Implications and Future Directions
This work provides a direct, immediate impact for accelerator vendors, compiler/toolchain integrators, and researchers engaged in ML hardware/firmware validation. By providing a uniform, bit-exact, cryptographically anchored, and provenance-traceable reference for the most salient representations in contemporary training and inference, it greatly reduces the effort and ambiguity of cross-hardware numerical porting and validation.

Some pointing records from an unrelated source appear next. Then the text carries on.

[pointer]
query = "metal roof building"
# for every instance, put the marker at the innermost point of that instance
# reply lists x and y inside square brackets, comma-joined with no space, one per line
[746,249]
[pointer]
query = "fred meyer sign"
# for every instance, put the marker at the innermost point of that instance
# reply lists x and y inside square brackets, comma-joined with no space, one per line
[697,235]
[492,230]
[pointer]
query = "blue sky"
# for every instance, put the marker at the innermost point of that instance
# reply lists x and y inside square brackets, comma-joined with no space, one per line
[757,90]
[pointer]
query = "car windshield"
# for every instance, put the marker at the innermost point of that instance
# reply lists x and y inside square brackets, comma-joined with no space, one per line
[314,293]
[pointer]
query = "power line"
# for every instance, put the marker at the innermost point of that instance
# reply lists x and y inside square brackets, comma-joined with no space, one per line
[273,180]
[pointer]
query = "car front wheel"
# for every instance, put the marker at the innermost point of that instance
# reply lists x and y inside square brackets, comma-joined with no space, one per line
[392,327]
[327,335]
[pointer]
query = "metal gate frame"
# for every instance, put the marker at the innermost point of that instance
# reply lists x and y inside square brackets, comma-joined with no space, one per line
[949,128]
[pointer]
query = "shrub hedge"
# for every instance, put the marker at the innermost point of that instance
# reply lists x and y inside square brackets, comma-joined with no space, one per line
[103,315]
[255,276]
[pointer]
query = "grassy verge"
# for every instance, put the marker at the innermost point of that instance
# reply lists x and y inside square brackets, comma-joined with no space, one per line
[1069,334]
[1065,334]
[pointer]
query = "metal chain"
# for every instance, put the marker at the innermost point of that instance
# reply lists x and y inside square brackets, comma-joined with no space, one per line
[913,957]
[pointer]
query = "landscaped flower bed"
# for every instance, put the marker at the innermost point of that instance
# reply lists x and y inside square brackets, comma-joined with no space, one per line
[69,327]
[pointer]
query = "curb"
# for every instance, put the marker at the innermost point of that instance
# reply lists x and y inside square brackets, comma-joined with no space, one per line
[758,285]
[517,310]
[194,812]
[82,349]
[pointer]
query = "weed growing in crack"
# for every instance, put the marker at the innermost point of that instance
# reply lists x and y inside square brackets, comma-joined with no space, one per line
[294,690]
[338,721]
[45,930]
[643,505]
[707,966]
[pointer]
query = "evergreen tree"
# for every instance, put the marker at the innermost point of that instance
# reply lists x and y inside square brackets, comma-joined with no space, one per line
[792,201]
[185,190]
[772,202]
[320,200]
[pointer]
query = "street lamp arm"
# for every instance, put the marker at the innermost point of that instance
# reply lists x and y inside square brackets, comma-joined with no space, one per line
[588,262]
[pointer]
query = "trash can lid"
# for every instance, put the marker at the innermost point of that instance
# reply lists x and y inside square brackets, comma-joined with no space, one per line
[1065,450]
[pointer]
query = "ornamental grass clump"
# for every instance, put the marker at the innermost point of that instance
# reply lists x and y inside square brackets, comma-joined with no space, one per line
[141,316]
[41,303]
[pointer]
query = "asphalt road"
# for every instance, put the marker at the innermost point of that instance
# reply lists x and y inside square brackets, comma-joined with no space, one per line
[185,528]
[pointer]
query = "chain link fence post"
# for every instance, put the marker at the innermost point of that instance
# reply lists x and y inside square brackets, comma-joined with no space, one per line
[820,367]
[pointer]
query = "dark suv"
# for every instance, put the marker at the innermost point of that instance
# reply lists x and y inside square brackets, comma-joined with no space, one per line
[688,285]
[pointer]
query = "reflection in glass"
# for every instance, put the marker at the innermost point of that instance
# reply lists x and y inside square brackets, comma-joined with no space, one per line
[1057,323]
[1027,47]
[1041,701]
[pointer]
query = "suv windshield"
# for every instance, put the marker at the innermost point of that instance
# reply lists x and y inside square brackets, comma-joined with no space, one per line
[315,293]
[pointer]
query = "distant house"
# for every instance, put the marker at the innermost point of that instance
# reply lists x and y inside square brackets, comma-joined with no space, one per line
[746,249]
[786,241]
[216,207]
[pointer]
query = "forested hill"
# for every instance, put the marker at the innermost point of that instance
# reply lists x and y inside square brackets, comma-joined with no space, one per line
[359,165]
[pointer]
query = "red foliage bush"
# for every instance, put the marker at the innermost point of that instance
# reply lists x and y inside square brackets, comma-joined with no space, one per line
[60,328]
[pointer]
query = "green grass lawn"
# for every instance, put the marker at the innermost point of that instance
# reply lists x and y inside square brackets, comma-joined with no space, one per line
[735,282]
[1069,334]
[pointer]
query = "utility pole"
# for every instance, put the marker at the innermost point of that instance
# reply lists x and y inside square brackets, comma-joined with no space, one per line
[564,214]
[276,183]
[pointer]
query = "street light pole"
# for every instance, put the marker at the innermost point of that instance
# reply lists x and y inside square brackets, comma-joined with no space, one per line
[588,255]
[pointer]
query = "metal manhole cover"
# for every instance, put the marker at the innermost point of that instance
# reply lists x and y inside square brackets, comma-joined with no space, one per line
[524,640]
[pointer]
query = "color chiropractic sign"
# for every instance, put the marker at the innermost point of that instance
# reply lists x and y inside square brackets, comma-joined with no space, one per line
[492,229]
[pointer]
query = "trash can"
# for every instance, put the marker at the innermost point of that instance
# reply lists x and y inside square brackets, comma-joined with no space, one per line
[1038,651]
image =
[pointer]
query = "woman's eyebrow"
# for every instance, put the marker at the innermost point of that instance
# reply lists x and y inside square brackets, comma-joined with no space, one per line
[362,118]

The planned extension to operation-layer vectors, broader oracle integration, fuzz-based round-trip validation, and expansion of catalog coverage to less mainstream or newly emerging formats will increase its utility as the numeric substrate for standardized conformance testing in ML.
The explicit documentation of vendor- and spec-sanctioned divergence points models an essential practical attitude: uniformity cannot be presumed, and cross-vendor compatibility must be empirically established rather than inferred from documentation.
Conclusion
"An 84-Format Numeric Catalog with Bit-Exact Conformance Vectors" (2606.09686) establishes a robust, reproducible, and open-licensed foundation for cross-vendor and cross-standard evaluation of low-precision floating-point and microscaling formats. By resolving long-standing gaps in the reference infrastructure for bit-level conformance, explicitly documenting spec-permitted differences, and providing a scalable schema for rapid format inclusion, it sets a new baseline for industry-wide numerical interoperability and standards compliance in machine learning. Its practical utility will compound as the catalog expands and the operation layer is incorporated, offering a model for rigorous, vendor-agnostic numeric specification in AI hardware and software engineering.